Boaters' Right to Know Act

Because of the dangers involved, women must receive state-mandated counseling about boating safety before launching. A script written by part-time politicians in the state capital will advise boaters of the risks, benefits, and alternatives of boating. The state-scripted counseling must include the following:

  • Boating causes long-lasting psychological distress related to leaving terra firma (dubbed the "post-nautical stress syndrome").

  • Government-issued nautical charts are unreliable; the earth is indeed flat, and boats routinely fall off the edge.
  • Wearing a life jacket increases the risk of breast cancer from friction with the chest.
  • Crisis Boating Centers

    State-mandated counseling will refer potential boaters to information centers sponsored by golfing organizations opposed to boating. Proceeds from state-sponsored license plates saying "Choose golf" will subsidize these centers, which provide both on-site and Internet information about boating.

    Ultrasound requirement

    All boats must have an ultrasound transducer (sonar). The boat operator must provide a narrated description of the contours of the bottom of the river, lake, or ocean to women passengers before launching.

    Hospital proximity

    Boats can only be operated on waters within 30 miles of a hospital in the rare event that hospitalization of a passenger or crew member is needed.
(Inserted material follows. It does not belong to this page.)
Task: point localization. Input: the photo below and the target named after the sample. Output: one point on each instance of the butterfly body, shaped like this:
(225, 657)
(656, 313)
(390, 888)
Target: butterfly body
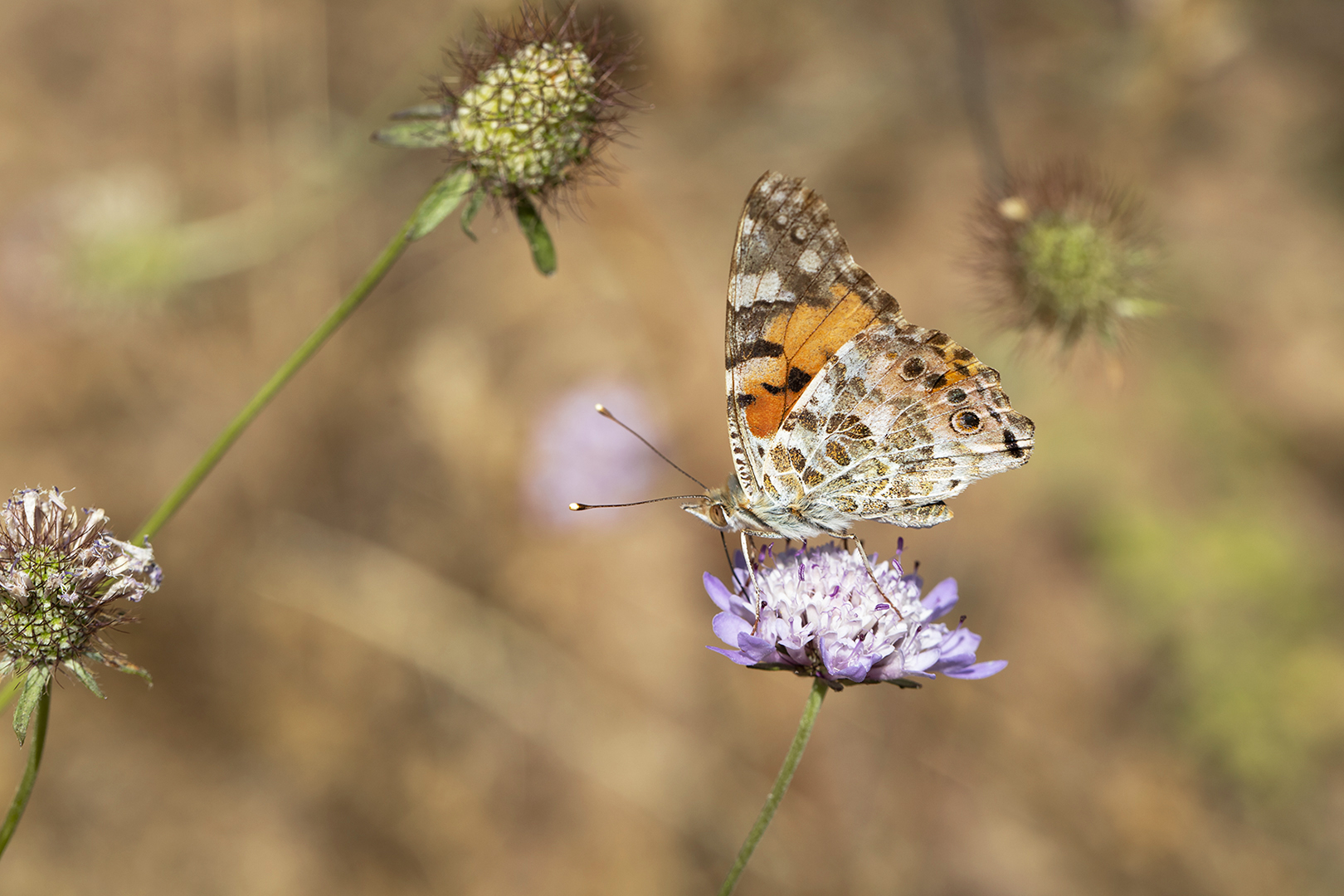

    Mandatory waiting periods

    Because women boaters are flighty and irresponsible, a mandatory waiting period is required. A three-day wait sounds about right. For example, if a woman decides after work on Friday to take her children fishing, she could receive the obligatory state counseling about risk and then cast off from the dock... on Monday evening. She has the entire weekend to reflect on whether fishing was a prudent plan for her family.

    Licensure

    Only Coast Guard-licensed captains can operate boats (despite decades of evidence that such extensive training and experience are unnecessary).

    Facilities

    Since ambulatory surgical centers are (incorrectly) thought to be safer than abortion clinics, similar upgrades are needed for boating:

    • Only Coast Guard-inspected vessels may be used for recreational boating.

  • Boats must be at least 40 feet long and 14 feet wide, with a canvas or hard top for sun protection.
  • All boats must be equipped with a chart plotter, autopilot and radar.
  • Only diesel engines are allowed, since this fuel is less flammable than gasoline used in outboard engines.
  • Insurance

    With state regulation of abortion coverage in health insurance as a model, states will determine which private insurance carriers can underwrite boat insurance policies. Insurance companies need legislative help.

    Politics and public health

    As Groucho Marx aptly noted,

    Politics is the art of looking for trouble, finding it everywhere, diagnosing it incorrectly and applying the wrong remedies.